2. A bearing axial play measuring device according to claim 1, characterized in that the hold-down mechanism (3) comprises an upper upright (37) connected to the base plate (7), an upper plate (36) connected to the upper upright (37), a cylinder bracket (32) connected to the upper plate (36), a hold-down cylinder (31) connected to the cylinder bracket (32), a hold-down rod (33) connected to the drive end of the hold-down cylinder (31) via a guide sleeve (34), and the hold-down head (35) is connected to the lower end of the hold-down rod (33).

3. A bearing axial play measuring device according to claim 1, characterized in that the pressing head (35) is in an inverted cone shape, and the pressing head (35) extends into the inner ring (11) of the bearing (1) to be measured and abuts against the inner hole peripheral end of the inner ring (11).

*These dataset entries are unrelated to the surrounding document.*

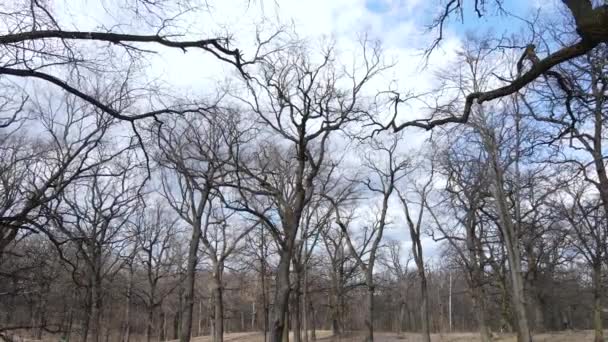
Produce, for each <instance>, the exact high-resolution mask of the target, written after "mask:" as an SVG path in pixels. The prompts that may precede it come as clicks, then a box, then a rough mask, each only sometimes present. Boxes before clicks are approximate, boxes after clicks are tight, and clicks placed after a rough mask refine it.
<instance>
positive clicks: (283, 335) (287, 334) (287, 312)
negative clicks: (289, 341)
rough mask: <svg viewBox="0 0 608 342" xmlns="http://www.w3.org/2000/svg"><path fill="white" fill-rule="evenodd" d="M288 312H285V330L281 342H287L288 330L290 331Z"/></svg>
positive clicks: (282, 336) (284, 330)
mask: <svg viewBox="0 0 608 342" xmlns="http://www.w3.org/2000/svg"><path fill="white" fill-rule="evenodd" d="M289 318H290V317H289V310H287V311H285V328H284V329H283V336H282V340H283V342H289V329H290V325H289Z"/></svg>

4. A bearing axial play measuring device according to claim 1, characterized in that the lifting mechanism (4) further comprises a lifting mechanism slide plate (41), a wedge cylinder (44) and a lifting cylinder (42) respectively connected to the lifting mechanism slide plate (41), and a wedge (45) connected to the driving end of the wedge cylinder (44), the lifting bracket (43) further comprising a supporting end capable of contacting the wedge (45) and the driving end of the lifting cylinder (42), the wedge (45) comprising a supporting inclined surface gradually rising in a direction away from the supporting end.

5. The bearing axial play measurement device of claim 4, wherein the lifting end, the pressing end, and the support end are planar.

6. A bearing axial play measuring device according to claim 1, characterized in that a receiving groove is formed between the lifting end and the pressing end.

7. A bearing axial play measuring device according to claim 4, characterized in that the measuring means (5) further comprises a measuring means slide (51), a mounting plate, an elastomer component (52) arranged between the measuring means slide (51) and the mounting plate, the measuring component being connected to the mounting plate.

8. The bearing axial play measuring device according to claim 7, wherein the moving mechanism (6) comprises a motor screw module (61), a motor screw module supporting plate (62), a side plate (63), an adjusting rod (64), a lifting mechanism guide rail (65), a lifting mechanism sliding block (66), a measuring mechanism guide rail (67) and a measuring mechanism sliding block (68), the motor screw module (61) is connected with the bottom plate (7) through the motor screw module supporting plate (62), the side plate (63) is slidably connected with the motor screw module (61), the side plate (63) is respectively connected with the lifting mechanism sliding block (66) and the measuring mechanism sliding block (68) through the adjusting rod (64), the lifting mechanism guide rail (65) and the measuring mechanism sliding block (67) are both connected with the bottom plate (7), and the lifting mechanism sliding plate (41) is slidably connected with the lifting mechanism guide rail (65) through the lifting mechanism sliding block (66), and the measuring mechanism sliding plate (51) is slidably connected with the measuring mechanism guide rail (67) through the measuring mechanism sliding block (68).

9. A bearing axial play measuring device according to claim 1, characterized in that the measuring assembly comprises an inductive pen (54) and a measuring head (53).

10. A bearing axial play measuring device according to claim 1, characterized in that the stationary table (2) comprises a guiding table (21) with a positioning step with which the inner ring (11) of the bearing (1) under test is in contact.